Pas les tercets, mais chaque quatrain fait rimer ses consonnes d'appui :
oNyx / PhéNix
lampadoPHore / amPHore
pTyx / STyx
soNore / hoNore
Une version combinatoire tourne grâce à Gilles Esposito-Farèse en cliquant ici.

Araxe

Ses purs ongles très haut sacrant l’opoponax,
L'Angoisse, ce minuit, soutient, lucifuge are,
Maint rêve vespéral brûlé d’Astyanax
Que ne recueille pas de cinéraire jarre

Sur les crédences, au salon vide : l’hapax,
Aboli bibelot de muette fanfare,
(Car le Maître est allé puiser des pleurs à Sfax
Avec ce seul objet dont le Néant s’effare.)

Mais proche la croisée au nord vague, l’anar
Agonise selon peut-être l’hospodar
Des licornes ruant l'impétueuse Araxe.

Nymphe défunte nue en le miroir, en star
Que, dans l'oubli fermé par le cadre, se faxe
De scintillations sitôt le samovar.

*

Exergue

Ses purs ongles très haut dédiant leur pyrex,
L'Angoisse, ce minuit, soutient, thuriféraire
Maint rêve vespéral rougi par le murex
Que ne recueille pas d’amphore cinéraire

Sur les crédences, au salon vide : nul sphex,
Aboli bibelot d'inaudible tonnerre,
(Car le Maître est allé puiser des tubifex
Avec l’objet par quoi le Néant se vénère.)

Mais proche la croisée au nord vacante, un air
Agonise selon peut-être quelque épair
De licornes ruant une flamme convexe,

Elle, défunte nue en le miroir, si clair
Que, dans l'oubli fermé par le cadre, s’annexe
De scintillations sitôt le vierge hier.

*

Lyrics

Ses purs ongles très haut dédiant leur onyx,
L'Angoisse, ce minuit, soulève, lamprophyre,
Maint rêve vespéral brûlé par le Phénix
Que ne recueille aucun funèbre vaudevire

Sur les crédences, au salon vide : nul ptyx,
Aboli bibelot d'une insonore lyre,
(Car le Maître est allé puiser des pleurs au Styx
Avec ce seul objet que le Néant put lire.)

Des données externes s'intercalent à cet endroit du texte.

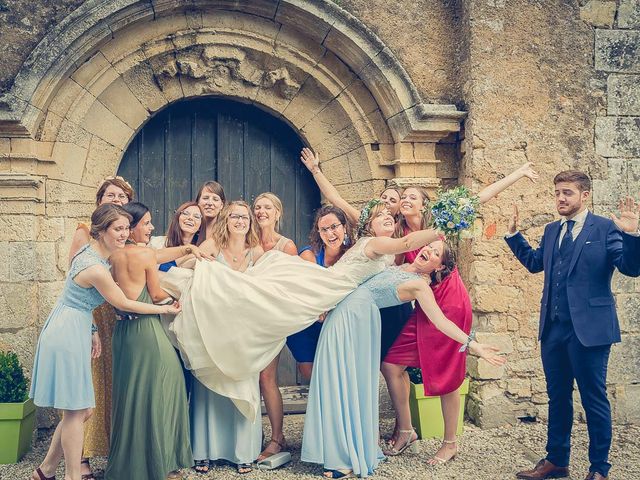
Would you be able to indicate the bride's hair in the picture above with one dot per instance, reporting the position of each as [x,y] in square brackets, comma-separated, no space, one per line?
[221,232]
[365,229]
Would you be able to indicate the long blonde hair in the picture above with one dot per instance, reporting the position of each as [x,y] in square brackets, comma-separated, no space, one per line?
[220,233]
[277,203]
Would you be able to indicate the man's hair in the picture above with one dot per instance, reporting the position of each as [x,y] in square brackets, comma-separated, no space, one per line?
[574,176]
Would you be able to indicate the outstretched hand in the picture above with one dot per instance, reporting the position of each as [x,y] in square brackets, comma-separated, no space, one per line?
[310,160]
[526,170]
[629,214]
[488,352]
[513,221]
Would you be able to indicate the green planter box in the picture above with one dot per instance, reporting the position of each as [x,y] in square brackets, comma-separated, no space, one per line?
[16,427]
[426,413]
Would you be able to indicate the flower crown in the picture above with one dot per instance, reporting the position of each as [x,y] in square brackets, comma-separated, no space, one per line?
[364,214]
[114,177]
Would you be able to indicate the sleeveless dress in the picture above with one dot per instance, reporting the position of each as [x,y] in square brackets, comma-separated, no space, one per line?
[62,365]
[341,425]
[98,428]
[150,434]
[218,430]
[233,324]
[303,344]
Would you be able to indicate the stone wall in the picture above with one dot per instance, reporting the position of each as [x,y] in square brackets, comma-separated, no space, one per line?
[527,73]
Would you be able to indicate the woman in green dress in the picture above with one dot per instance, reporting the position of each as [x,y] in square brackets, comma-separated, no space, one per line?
[150,418]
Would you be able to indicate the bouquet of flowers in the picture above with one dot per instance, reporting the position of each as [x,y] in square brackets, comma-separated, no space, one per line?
[454,210]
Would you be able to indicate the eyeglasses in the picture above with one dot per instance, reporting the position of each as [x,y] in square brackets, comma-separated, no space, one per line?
[236,217]
[331,228]
[113,196]
[186,214]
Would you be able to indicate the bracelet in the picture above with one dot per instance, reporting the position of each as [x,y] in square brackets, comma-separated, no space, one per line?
[470,338]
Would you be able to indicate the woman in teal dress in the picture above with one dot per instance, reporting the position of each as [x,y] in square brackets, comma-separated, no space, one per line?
[62,366]
[150,418]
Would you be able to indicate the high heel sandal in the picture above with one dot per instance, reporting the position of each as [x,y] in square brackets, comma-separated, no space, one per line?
[411,444]
[436,460]
[40,476]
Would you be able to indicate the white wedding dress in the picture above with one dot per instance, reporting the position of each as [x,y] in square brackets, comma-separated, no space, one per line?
[233,324]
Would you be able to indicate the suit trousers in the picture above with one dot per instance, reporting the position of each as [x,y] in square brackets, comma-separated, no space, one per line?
[564,359]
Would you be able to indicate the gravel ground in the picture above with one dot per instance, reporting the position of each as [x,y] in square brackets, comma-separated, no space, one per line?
[484,454]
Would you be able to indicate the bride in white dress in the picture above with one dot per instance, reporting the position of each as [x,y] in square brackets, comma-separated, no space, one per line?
[233,324]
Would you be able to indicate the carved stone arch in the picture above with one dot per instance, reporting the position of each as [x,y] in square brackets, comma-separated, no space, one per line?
[98,76]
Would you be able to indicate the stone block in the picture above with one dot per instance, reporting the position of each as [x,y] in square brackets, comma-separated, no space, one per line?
[624,360]
[500,340]
[23,266]
[69,163]
[15,228]
[629,14]
[499,298]
[617,51]
[482,370]
[50,229]
[140,81]
[103,123]
[18,306]
[48,293]
[608,191]
[598,13]
[102,161]
[628,307]
[618,136]
[623,94]
[123,104]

Mais proche la croisée au nord vacante, Ophir
Agonise selon peut-être l’elzévir
Des licornes ruant du feu contre une nixe,

Elle, défunte nue en le miroir, en cuir
Dessous l'oubli fermé par le cadre, se fixe
De scintillations sitôt le septemvir.

*

Aurochs

Ses purs ongles très haut dédiant leur inox,
L'Angoisse, ce minuit, soutient, lampadophore,
Maint rêve phosphorant sous l’Oceano Nox
Que ne recueille pas de cinéraire amphore

Sur les crédences, au salon vide : nul phlox,
Aboli bibelot d'inanité sonore,
(Car le Maître est allé prier chez Palafox
Avec ce seul objet dont le Néant s'honore.)

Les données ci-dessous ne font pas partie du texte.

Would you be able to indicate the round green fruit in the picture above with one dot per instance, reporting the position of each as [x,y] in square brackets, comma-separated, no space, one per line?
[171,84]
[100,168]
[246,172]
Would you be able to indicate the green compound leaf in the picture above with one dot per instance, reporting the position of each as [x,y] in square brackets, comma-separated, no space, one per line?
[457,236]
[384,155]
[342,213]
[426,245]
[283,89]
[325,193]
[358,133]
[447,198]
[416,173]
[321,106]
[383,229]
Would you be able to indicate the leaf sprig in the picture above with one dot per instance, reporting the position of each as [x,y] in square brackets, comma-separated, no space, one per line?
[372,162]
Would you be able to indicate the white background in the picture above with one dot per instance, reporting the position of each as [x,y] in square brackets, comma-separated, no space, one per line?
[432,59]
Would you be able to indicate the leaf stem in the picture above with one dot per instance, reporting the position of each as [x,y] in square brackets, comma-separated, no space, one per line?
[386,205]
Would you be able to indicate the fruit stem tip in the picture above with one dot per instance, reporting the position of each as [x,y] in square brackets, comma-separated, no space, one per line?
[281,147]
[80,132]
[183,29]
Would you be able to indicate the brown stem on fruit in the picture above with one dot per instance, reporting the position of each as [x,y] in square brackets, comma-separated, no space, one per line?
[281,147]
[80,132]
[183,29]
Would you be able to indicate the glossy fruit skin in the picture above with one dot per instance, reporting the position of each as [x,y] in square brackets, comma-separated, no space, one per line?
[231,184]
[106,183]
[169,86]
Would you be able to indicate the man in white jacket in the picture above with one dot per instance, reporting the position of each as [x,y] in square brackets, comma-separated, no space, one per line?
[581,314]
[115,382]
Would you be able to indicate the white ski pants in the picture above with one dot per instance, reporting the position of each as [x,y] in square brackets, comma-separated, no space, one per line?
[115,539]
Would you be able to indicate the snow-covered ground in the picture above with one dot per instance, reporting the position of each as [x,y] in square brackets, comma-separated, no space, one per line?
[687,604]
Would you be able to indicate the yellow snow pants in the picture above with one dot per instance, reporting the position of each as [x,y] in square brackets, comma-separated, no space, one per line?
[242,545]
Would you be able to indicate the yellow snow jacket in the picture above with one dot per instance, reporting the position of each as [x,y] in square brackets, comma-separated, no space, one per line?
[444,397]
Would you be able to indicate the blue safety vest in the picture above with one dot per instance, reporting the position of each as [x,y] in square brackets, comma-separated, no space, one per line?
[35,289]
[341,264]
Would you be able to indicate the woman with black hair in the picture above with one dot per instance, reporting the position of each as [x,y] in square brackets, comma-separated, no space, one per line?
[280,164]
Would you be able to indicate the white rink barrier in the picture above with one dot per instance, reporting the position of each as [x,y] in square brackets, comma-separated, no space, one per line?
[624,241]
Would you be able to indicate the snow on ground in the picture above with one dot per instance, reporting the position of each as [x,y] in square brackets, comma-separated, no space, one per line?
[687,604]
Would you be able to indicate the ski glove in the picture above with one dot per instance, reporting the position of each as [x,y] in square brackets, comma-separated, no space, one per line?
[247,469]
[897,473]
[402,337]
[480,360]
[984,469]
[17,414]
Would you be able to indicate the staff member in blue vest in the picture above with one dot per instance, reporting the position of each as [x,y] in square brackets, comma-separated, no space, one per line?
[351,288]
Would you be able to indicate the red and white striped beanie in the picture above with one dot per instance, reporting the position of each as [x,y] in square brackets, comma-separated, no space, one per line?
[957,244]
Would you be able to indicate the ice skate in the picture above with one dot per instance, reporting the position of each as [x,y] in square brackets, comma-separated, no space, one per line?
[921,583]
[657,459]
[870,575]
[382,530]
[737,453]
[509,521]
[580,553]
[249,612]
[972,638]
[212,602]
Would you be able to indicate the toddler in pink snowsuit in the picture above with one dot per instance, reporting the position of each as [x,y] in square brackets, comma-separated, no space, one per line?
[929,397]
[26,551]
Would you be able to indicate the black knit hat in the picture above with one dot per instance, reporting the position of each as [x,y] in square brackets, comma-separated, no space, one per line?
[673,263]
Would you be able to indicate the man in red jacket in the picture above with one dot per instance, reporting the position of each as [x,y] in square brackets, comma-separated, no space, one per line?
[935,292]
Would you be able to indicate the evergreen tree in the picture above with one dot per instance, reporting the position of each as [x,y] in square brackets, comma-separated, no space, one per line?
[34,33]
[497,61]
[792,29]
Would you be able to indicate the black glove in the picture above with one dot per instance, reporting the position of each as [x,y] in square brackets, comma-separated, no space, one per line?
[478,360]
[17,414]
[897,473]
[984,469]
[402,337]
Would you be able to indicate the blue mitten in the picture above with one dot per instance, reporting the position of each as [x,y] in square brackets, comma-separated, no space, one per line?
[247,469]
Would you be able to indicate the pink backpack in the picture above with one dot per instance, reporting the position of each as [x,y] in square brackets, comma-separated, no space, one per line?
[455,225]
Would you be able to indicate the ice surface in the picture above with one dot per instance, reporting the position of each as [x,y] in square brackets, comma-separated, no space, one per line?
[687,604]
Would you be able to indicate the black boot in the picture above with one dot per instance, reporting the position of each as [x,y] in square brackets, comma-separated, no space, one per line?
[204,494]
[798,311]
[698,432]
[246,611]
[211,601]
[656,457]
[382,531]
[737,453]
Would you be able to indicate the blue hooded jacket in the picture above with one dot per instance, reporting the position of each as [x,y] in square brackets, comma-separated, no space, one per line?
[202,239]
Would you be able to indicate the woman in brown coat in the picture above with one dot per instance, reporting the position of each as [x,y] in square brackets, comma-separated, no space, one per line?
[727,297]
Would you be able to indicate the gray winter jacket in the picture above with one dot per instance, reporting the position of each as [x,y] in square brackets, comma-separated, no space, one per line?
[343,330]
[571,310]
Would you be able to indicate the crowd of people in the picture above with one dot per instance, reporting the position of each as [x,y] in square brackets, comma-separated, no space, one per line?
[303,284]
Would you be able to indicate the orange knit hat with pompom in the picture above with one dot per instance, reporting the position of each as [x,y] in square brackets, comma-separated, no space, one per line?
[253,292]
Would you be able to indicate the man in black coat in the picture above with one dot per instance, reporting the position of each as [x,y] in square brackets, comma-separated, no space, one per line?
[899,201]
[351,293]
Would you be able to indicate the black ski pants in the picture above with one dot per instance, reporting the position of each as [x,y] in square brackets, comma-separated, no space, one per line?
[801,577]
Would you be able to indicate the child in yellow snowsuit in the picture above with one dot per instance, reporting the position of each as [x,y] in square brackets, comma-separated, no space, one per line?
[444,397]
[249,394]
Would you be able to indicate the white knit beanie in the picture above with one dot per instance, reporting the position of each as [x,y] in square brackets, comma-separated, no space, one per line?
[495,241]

Mais proche la croisée au nord vacante, un or
Agonise selon peut-être le décor
Des licornes ruant la foudre contre Eudoxe,

Elle, défunte nue en le miroir, encor
Que, dans l'oubli fermé par le cadre, se boxe
De scintillations sitôt le septuor.

*

Luxure

Ses purs ongles très haut dédiant leur Fiat Lux,
L'Angoisse, ce minuit, tient, appogiature,
Maint rêve vespéral consumé par Pollux
Qu’une amphore à jamais cinéraire n’obture

Sur les crédences, au salon vide : nul flux,
Aboli bibelot d'inaudible murmure,
(Car le Maître en garnit les tombeaux mamelucks
Avec ce seul objet que le Néant n'emmure.)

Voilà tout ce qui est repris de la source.